[Gluster-users] question re. replication strategies

Tue Jul 16 22:31:26 UTC 2013

Hi Folks,

I wonder if some of you might weight in on replication strategies w/ 
GlusterFS.

I'm about to assemble a small, high-availability storage cluster - 
mostly to support virtual machine images.  I'm doing it using 4 existing 
servers, each with 4 2TB drives (4 nodes x 4 disks each - total of 16 
drives).

Currently, I'm doing something relatively simpleminded:
- combine all 4 drives on each server, using md RAID10
- set up logical volumes with LVM
- mirror pairs of volumes, across servers, using DRBD
- provides protection against both dual-disk failures on each node, and 
single node failures

I really don't like the way DRBD limits one to pairwise replication, so 
I'm thinking of replacing it with GlusterFS.  (Lots of manual work to 
migrate stuff from one server to another.  Limited to 1 level of failover.)

My first thought is:
- on each node: pool the drives into a single volume, using ZFS
- replicate across nodes using Gluster - say replicating to 3 nodes w/ 
one spare

My second thought is this might be overkill, what about exposing all the 
drives, and using Gluster replication to make sure that each file (or 
block) is replicated to at least 3 drives, each on a different server.
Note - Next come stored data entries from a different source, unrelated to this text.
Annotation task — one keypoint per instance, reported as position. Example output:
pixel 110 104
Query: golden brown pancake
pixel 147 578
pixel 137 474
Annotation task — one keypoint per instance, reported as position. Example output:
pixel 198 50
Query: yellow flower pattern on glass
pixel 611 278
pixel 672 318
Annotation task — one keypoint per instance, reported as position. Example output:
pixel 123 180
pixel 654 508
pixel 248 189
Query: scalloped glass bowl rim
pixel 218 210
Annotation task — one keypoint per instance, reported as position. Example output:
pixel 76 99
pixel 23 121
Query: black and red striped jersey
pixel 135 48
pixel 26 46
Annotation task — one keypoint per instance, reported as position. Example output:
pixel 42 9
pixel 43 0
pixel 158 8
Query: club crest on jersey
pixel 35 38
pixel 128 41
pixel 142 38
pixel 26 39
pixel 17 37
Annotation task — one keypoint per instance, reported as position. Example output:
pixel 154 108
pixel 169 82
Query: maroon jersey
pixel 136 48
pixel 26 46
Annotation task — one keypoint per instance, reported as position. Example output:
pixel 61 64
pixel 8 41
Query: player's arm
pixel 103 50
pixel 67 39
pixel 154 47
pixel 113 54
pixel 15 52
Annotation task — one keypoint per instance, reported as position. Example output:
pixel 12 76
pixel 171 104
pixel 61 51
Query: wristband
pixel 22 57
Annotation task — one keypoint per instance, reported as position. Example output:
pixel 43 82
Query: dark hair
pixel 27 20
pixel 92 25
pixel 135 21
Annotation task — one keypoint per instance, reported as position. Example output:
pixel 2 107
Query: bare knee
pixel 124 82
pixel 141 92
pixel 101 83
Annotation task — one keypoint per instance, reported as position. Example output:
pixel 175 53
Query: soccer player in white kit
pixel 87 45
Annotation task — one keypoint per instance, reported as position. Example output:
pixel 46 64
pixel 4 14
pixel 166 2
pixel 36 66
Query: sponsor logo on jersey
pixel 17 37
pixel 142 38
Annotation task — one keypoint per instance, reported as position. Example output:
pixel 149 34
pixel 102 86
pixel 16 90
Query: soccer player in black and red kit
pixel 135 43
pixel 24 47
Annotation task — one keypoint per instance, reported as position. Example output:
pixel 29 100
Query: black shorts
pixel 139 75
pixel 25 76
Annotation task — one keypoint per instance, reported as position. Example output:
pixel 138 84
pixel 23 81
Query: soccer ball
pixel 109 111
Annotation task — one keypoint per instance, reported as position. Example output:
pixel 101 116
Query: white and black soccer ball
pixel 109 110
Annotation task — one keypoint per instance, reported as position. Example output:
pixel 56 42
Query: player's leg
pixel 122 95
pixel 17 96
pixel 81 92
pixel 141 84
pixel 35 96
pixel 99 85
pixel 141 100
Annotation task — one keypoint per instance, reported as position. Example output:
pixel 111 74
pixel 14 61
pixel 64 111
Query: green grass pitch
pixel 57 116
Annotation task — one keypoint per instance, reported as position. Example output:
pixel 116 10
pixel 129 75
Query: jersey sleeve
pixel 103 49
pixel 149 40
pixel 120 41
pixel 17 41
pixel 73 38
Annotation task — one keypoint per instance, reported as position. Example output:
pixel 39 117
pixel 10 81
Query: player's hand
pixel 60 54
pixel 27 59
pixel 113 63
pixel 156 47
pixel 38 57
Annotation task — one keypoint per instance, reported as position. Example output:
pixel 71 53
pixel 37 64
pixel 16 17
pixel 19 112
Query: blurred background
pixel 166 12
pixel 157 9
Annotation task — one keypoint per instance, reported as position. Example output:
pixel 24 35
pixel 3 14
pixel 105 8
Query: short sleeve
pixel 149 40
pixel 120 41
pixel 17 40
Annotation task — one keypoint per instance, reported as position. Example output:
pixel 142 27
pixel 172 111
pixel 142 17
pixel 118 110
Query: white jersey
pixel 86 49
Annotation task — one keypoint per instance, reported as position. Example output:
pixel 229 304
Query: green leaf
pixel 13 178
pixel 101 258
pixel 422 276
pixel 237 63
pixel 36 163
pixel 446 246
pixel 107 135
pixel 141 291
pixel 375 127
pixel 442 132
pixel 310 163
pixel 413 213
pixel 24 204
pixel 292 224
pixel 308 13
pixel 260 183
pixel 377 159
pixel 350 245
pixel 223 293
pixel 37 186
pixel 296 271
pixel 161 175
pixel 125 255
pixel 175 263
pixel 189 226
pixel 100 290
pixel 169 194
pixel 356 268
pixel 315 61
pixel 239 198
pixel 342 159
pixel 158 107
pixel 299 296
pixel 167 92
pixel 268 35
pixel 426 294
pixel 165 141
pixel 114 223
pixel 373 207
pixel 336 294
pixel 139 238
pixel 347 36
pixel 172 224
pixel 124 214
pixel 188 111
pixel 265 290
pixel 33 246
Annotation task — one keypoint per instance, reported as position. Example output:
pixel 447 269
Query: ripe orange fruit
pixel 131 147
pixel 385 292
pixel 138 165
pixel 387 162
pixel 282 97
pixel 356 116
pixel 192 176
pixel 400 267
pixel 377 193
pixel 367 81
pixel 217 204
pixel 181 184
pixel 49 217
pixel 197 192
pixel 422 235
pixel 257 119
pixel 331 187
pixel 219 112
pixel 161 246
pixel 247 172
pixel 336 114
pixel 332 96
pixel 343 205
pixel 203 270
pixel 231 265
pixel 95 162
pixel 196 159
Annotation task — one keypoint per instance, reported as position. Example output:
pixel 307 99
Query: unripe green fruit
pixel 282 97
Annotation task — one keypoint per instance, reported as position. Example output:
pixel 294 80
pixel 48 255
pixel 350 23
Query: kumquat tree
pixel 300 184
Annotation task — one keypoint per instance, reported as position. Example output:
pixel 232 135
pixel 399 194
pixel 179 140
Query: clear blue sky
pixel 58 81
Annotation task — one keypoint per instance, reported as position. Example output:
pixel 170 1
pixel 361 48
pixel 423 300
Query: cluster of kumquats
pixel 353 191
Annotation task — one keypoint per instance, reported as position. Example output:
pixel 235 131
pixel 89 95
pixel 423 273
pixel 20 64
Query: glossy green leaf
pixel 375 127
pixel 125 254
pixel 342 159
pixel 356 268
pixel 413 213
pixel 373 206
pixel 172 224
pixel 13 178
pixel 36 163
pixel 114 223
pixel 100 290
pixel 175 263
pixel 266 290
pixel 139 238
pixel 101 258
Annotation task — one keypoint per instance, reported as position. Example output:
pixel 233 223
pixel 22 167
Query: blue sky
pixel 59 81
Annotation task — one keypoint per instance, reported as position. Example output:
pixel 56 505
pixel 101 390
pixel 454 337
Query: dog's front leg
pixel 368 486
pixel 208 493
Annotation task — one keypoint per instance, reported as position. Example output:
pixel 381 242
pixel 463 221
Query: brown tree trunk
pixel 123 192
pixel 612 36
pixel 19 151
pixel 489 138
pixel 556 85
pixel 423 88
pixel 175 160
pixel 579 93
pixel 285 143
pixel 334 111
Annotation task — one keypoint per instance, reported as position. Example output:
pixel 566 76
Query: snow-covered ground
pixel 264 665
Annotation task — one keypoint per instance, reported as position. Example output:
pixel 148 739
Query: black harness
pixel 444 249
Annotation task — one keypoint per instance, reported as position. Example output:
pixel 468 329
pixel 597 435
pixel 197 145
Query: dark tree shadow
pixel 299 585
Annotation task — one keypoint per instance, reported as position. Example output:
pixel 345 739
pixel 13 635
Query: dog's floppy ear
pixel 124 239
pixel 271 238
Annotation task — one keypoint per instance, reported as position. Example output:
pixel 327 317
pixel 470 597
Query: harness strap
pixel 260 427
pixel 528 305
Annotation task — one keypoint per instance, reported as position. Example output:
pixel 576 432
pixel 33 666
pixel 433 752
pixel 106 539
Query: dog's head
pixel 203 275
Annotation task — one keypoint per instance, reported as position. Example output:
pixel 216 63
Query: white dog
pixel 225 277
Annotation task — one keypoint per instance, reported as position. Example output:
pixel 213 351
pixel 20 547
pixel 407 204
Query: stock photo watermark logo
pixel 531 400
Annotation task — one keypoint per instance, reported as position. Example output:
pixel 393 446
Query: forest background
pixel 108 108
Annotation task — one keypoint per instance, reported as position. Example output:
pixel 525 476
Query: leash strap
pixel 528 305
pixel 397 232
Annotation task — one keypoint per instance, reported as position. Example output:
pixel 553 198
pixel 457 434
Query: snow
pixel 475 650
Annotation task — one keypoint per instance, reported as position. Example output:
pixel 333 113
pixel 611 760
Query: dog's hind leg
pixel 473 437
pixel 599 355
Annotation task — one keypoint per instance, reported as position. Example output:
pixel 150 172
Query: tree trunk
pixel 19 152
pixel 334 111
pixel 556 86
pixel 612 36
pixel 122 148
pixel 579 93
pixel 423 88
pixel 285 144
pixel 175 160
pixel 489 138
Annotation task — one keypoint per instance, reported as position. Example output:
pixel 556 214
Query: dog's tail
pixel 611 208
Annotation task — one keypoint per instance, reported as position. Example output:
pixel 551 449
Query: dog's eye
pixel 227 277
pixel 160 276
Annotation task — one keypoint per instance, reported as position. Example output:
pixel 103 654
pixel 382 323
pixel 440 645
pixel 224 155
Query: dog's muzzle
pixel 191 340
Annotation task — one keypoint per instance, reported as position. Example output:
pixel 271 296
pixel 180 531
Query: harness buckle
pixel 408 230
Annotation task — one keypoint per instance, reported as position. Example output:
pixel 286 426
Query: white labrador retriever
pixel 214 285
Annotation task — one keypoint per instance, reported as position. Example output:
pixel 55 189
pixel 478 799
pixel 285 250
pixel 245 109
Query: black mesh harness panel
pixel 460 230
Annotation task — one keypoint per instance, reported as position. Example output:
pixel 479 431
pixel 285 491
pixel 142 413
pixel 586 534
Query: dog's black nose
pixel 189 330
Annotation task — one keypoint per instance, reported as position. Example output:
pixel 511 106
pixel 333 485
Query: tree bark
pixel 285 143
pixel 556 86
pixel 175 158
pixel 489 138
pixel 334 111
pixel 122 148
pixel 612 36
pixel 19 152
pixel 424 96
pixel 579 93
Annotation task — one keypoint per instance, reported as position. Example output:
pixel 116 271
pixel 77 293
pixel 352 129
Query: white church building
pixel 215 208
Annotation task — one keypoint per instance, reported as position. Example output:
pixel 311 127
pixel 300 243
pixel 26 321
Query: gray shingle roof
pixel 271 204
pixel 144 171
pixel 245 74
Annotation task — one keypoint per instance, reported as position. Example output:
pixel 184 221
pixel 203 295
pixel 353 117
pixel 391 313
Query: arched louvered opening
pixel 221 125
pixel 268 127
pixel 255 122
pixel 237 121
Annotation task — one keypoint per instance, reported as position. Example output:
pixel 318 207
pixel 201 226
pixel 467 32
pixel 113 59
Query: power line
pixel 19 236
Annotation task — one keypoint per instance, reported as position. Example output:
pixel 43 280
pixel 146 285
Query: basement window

Which leads me to two questions:
1.  Is it possible to configure Gluster replication to be aware how 
drives are connected to physical servers, and use that knowledge to 
control where things are replicated? (if not, stop here!)
2.  If yes, any comments/advice on which strategy makes sense (or if 
there's a better approach I'm not considering)?

Thanks very much,

Miles Fidelman

-- 
In theory, there is no difference between theory and practice.
In practice, there is.   .... Yogi Berra